The kinetic parameters determined through unsteady state analysis of binary systems were employed for the prediction of curing kinetics of ternary thiol-vinyl systems. Utilizing a polymerization kinetics model developed for ternary thiol-vinyl systems and the reaction kinetic parameters for the corresponding binary systems, the polymerization kinetics of several thiol-ene-ene and thiol-ene-acrylate systems were successfully predicted. For example, Figure 1 presents the experimental polymerization kinetics of one particular ternary thiol-vinyl system, thiol-vinyl ether-norbornene system, along with modelling predictions. Ternary thiol-vinyl systems were shown to provide several additional advantages over traditional binary thiol-vinyl systems. These advantages include, enhanced consistency of material properties with small changes in monomer compositions, superior mechanical properties (Figure 2), and unique opportunities for photolithographic development of holographic patterns.  

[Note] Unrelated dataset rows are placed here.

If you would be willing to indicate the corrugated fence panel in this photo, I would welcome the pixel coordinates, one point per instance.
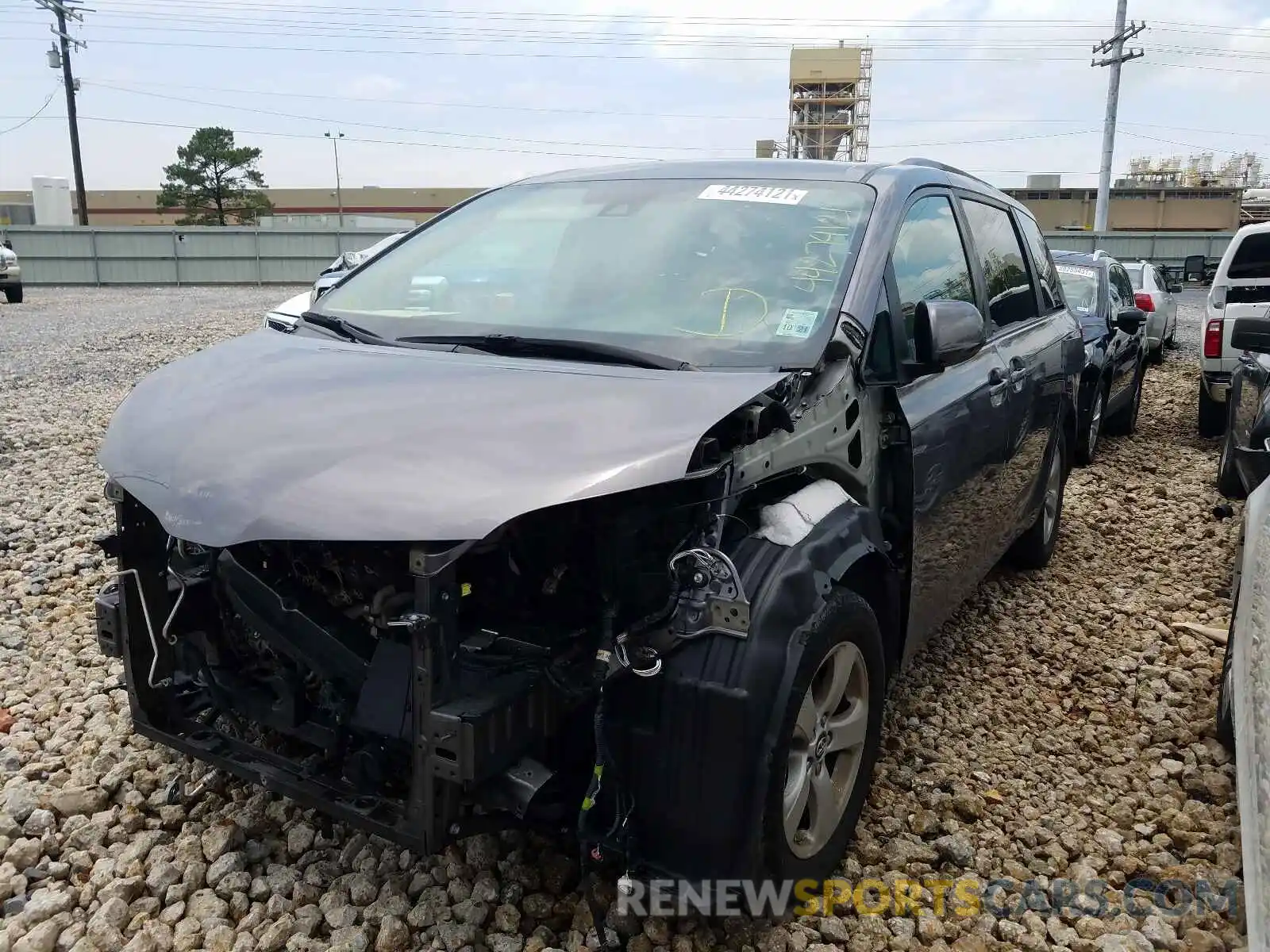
(244, 255)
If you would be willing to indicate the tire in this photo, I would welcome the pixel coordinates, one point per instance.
(1087, 443)
(1225, 702)
(1212, 414)
(1035, 547)
(1124, 420)
(1229, 482)
(842, 636)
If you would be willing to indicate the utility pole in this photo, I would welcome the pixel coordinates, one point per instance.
(1114, 46)
(64, 10)
(340, 196)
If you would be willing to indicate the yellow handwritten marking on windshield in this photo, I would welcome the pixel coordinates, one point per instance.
(812, 270)
(723, 315)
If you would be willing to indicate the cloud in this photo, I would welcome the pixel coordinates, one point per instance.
(374, 86)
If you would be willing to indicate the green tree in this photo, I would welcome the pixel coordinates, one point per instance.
(214, 181)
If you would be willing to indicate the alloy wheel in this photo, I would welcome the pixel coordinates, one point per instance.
(1053, 489)
(826, 750)
(1095, 422)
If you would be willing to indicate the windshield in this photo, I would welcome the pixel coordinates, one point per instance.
(1081, 290)
(715, 273)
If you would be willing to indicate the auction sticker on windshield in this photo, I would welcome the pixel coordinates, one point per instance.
(1077, 271)
(797, 324)
(755, 194)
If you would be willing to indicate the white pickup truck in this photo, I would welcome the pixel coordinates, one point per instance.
(1241, 289)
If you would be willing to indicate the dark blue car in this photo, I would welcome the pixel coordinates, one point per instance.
(1100, 295)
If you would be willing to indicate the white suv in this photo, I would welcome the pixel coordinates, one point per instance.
(1153, 294)
(10, 274)
(1241, 289)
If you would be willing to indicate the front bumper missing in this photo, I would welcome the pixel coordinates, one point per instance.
(468, 765)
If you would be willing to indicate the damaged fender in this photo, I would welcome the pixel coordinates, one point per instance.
(721, 698)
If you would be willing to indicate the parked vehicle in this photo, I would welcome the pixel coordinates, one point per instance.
(629, 488)
(1242, 708)
(1100, 295)
(10, 274)
(1153, 294)
(347, 262)
(1241, 289)
(1245, 460)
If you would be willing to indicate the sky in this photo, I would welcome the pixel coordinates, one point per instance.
(475, 93)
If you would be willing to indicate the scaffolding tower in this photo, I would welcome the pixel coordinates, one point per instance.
(829, 93)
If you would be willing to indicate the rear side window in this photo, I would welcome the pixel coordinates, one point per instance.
(1011, 298)
(929, 259)
(1251, 258)
(1122, 287)
(1047, 277)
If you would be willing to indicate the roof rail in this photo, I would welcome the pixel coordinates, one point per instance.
(941, 167)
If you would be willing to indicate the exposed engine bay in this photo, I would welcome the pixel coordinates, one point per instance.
(425, 691)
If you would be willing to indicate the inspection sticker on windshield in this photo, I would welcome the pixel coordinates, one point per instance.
(797, 323)
(755, 194)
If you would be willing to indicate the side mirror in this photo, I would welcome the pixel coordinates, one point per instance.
(1130, 321)
(946, 333)
(1251, 334)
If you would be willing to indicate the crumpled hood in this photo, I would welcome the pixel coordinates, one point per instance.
(275, 436)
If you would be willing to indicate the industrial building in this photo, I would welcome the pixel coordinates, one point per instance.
(831, 89)
(1132, 209)
(137, 207)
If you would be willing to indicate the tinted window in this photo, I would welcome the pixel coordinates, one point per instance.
(1251, 258)
(1011, 298)
(930, 259)
(1047, 278)
(1122, 289)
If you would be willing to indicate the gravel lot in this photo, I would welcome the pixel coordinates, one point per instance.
(1057, 727)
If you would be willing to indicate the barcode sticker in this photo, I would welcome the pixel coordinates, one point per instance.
(755, 194)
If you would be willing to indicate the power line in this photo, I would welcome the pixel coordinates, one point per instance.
(32, 117)
(64, 10)
(540, 141)
(1118, 57)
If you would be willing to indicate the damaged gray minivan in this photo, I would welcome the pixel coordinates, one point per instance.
(607, 501)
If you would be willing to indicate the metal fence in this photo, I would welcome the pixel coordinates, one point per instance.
(247, 255)
(167, 255)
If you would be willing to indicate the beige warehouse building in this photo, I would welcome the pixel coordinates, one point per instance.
(1056, 209)
(127, 207)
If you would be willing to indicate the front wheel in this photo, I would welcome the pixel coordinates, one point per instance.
(1229, 482)
(1124, 422)
(829, 735)
(1225, 704)
(1035, 547)
(1212, 414)
(1089, 440)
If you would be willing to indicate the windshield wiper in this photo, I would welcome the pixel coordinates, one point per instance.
(343, 328)
(550, 347)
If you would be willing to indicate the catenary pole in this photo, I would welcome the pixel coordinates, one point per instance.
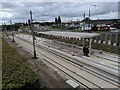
(31, 25)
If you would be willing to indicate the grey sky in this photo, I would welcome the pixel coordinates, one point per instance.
(19, 11)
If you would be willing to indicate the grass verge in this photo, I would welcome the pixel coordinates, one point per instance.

An ability to predict the relative consumptions of monomers in ternary systems would facilitate understanding of network evolution in these systems. Further, it would lead to improved monomer chemistry variation, in which we are able to control the network properties of the formed networks.  

Figure 1: Model predictions and experimental data for conversion versus time of ternary thiol-vinyl-norbornene photopolymerizations. Thiol (O,—), vinyl ether (r,– –),and norbornene (,---) conversions for initially  1:1:0.5 stoichiometric ratios of thiol: vinyl: norbornene functionalities. All the kinetic parameters employed for modeling are experimentally determined

Figure 2: Loss tangent curve of a ternary thiol-vinyl systems, demonstrating its superior material property of high glass transition temperature (Tg) as well as narrow Tg width. The ternary system is formed from 1:1:2 stoichiometric ratios of tetrathiol, divinyl ether, and Tricyclodecanediol diacrylate monomers.